Barbari e governo
Perché la percezione che vi sia in Italia una deriva xenofoba fa di Salvini un pericoloso irresponsabile
Ci arrivano dai giornali notizie allarmanti di aggressioni che, in assenza di statistiche più certe, non sapremmo con certezza se definire effettivamente razziste né se considerare effettivamente in aumento. Quanto poi a stabilire se sia nato prima l’uovo o la gallina, ovvero il malessere sociale oppure chi lo cavalca, ci pare questione epistemologica degna di un dibattito postumo tra Marx e Weber più che un interrogativo davvero rilevante in questo frangente. Da cittadini preoccupati per la tenuta dell’ordine sociale ci bastano anche soltanto i “segnali deboli” della deriva inquietante a cui assistiamo. E alle certezze del metodo induttivo (che domani potrà confermare, probabilmente troppo tardi, che di fatto una simile deriva era in corso) preferiamo il coraggio della deduzione: le parole di un ministro dell’Interno sono atti politici, ergo hanno un effetto. Singoli atti di violenza diventano politici, indipendentemente dal loro movente materiale, nel momento in cui viene fissato un quadro interpretativo capace di collegarli tra loro. Anche soltanto essere riuscito a creare la percezione che vi sia, in Italia, una deriva xenofoba fa di Matteo Salvini un pericoloso irresponsabile: perché condannano una minoranza della popolazione a vivere nella paura e un’altra a godere di un sentimento di impunità.

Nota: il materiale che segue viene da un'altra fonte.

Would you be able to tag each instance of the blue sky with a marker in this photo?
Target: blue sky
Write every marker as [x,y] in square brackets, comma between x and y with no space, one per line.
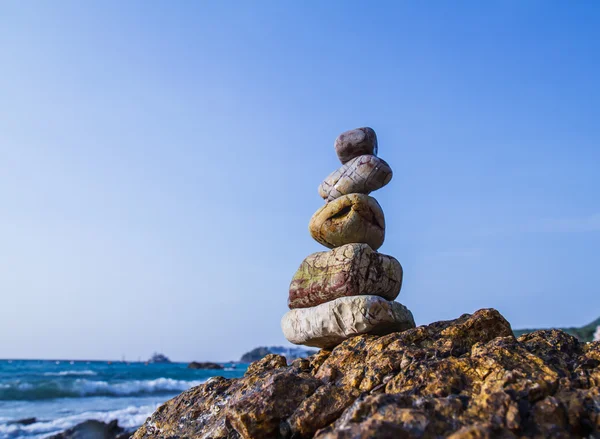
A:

La popolarità di Salvini sembra tradurre un disperato bisogno di “sincerità”, chiamiamola così: non importa che la dottrina Minniti abbia fatto diminuire gli sbarchi delegando il monopolio della violenza ai libici, importa (di tutta evidenza) che qualcuno lo faccia prendendosi pubblicamente la responsabilità di quella violenza. Il problema è che la sincerità dei governanti su certi arcana domini non è compatibile con la coesistenza pacifica dei governati. Dal momento che il potere esibisce la sua violenza, questa poi inizia a scorrere come un veleno nell’intero corpo sociale. A noi intanto basterebbe, se possibile, evitare di essere trascinati in un clima da guerretta civile.
In un certo senso la Lega ha svolto, per anni, una funzione catartica: filtrando il sentimento xenofobo e restituendolo in forma simbolica; proprio come ha fatto il Movimento Cinque Stelle con il risentimento nei confronti della classe politica. Con i suoi eccessi da commedia dell’arte, fucili spianati e cazzi duri, lo spettacolo politico ha dunque neutralizzato, anestetizzato, assorbito le passioni tristi. In un certo senso, e fino a un certo punto: finché non è arrivato il conto. Tutto in una volta.
Un problema banalizzato per anni
Era bello credere che tutta questa violenza verbale non avrebbe avuto nessun effetto. Anzi: che ci avrebbe purificati. Era questa, forse, la scommessa aristotelica della borghesia italiana, che periodicamente si convince di saper manipolare questo o quell’altro pagliaccio — per poi scoprire, sempre troppo tardi, che è il pagliaccio a manipolare lei. Ma in un altro senso, il discorso della Lega ha semplicemente prodotto assuefazione: e quando la morfina non basta più, bisogna uscire in strada a cercarla. La violenza rappresentata (nelle opere d’arte o nei discorsi politici) sfoga le passioni tristi nel breve termine, ma sul lungo termine influenza la realtà, modifica il linguaggio, alza l’asticella della sopportazione. Ecco una cosa che Aristotele non aveva previsto. Non c’è catarsi che non lasci il suo residuo mimetico, come la bava di una lumaca. E’ vero dunque che la Lega ha svolto per anni una fondamentale funzione purificatrice, sfogando la xenofobia degli italiani; ma ha accumulato nel frattempo un terribile debito mimetico. L’assuefazione ha reso necessario un ricorso crescente alla catarsi per contenere il mimetismo, in un circolo vizioso dal quale oggi non sappiamo più come uscire. Ogni giorno si contano le vittime varie e collaterali di un discorso che in un decennio è stato banalizzato nelle aziende, nei bar, sui mezzi pubblici. Il processo catartico funziona, è vero, ma a lungo termine produce un’inflazione simbolica: al tasso di cambio attuale, col prezzo di una ruspa ti paghi quattro africani sparati a Macerata, nel silenzio assordante dei media. Proprio lì, proprio allora, il Partito democratico ha perso l’occasione di prendere una posizione forte che gli avrebbe permesso di risultare oggi un pochettino più credibile sulla questione. Ma non è mai troppo tardi per reagire all’imbarbarimento.